Lembaga-lembaga dan institusi-institusi kita hanya menyandang nama agama. Identitas agama digunakan oleh pengusaha dan pedagang bagi usaha mereka, warung mereka. Digunakan oleh para politisi sebagai asas partai mereka. Bahkan pembela para penjahat pun menggunakannya secara bebas. Tidak ada yang menegur mereka? Kenapa? Karena, kita semua melakukan kesalahan yang sama. Kita semua, sama-sama gila!
Agama adalah Rahmat bagi seluruh Alam.
Alas, sayang, kita belum beragama…. Kita belum merasakan Rahmat-Nya….. Turunnya Hujan Berkah tidak memberi manfaat apa-apa kepada kita, karena kita berdiri tegak seperti gunung, bukit. Kita tetap gundul.

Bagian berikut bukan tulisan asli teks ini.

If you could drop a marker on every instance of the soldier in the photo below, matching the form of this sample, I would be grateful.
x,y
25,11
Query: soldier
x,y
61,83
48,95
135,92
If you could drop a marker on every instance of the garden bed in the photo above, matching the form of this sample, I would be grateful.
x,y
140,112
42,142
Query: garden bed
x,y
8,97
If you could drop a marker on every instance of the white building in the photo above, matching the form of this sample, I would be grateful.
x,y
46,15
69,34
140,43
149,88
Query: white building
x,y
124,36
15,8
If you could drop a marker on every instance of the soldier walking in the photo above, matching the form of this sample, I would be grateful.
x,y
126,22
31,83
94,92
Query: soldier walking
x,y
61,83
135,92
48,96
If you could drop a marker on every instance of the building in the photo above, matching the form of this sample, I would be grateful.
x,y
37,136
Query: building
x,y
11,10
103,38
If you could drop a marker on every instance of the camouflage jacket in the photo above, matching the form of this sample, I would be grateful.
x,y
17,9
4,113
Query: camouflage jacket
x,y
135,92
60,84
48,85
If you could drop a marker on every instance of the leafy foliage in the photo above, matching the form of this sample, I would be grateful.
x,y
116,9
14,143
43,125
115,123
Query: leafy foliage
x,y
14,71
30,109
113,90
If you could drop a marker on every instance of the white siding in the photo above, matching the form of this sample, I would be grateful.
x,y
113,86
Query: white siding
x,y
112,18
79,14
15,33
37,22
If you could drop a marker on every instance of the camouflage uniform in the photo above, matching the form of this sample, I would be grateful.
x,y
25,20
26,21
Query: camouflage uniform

“Jadilah Lembah,” kata Lao Tze, “rendahkan dirimu, dan kau akan menjadi subur….. Air hujan akan menggenang, kau dapat menampungnya!” Kemudian, agama pun betul-betul menjadi Rahmat bagi Alam Semesta.
Agama manapun,
Agamamu dan Agamaku, Agama-Agama kita….. Agama yang merupakan jalan, dan setiap jalan menuju tujuan yang satu dan sama – Allah! Kau menyebutnya Allah, ada yang menyebutnya Bapa di Surga, Hyang Widhi, Tao, Buddha, Satnaam, Ahura Mazda, Gusti – apa saja – Ia Satu dan Sama.
Banyak Jalan, Satu Tujuan.
Namun, jangan pula berhenti di pinggir jalan sembari mengagung-agungkan semua jalan. Pilihlah salah satu diantaranya, dan mulailah berjalan…… Saat itu, Agama sungguh menjadi Rahmat bagimu. Bagiku. Bagi kita semua!